L’attaque allemande était projetée pour le 18 ; mais les Russes devancèrent l’ennemi et commencèrent le bombardement le 15, à quatre heures de l’après-midi depuis Bludoff à l’Ouest jusqu’à Zlotcheska à l’Est, c’est-à-dire sur la branche gauche de l’équerre austro-allemande, celle qui couvrait la Lipa. Le feu continua pendant la nuit, d’abord distribué sur toute la ligne, pour ne pas laisser reconnaître les points d’attaque, puis concentré sur les points des réseaux que l’on voulait détruire. A minuit devant le front d’un corps sibérien, les obus russes avaient ainsi ouvert dans les fils de fer ennemis dix avenues, chacune large de vingt pas. L’assaut eut lieu à trois heures du matin, l’attaque principale se faisant sur le front Chklin-Ugrinoff (un peu au Nord-Ouest de Gubin).
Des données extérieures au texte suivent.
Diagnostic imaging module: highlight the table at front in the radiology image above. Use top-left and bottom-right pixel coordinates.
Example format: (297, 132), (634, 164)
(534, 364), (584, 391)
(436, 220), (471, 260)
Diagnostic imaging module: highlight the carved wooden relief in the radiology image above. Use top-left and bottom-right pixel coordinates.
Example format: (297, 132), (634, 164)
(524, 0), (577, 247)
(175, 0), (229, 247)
Les Autrichiens, enfoncés, se replièrent vers le Sud-Ouest, sur une ligne Pustomyli-Sviniatche-Krasov, où ils furent de nouveau battus le 16. Cette fois la défaite fut particulièrement grave. 13 000 prisonniers restaient aux mains des Russes avec 30 canons dont 17 lourds, et la rive gauche de la Lipa, en aval de Krasov, se trouvait complètement débarrassée d’ennemis.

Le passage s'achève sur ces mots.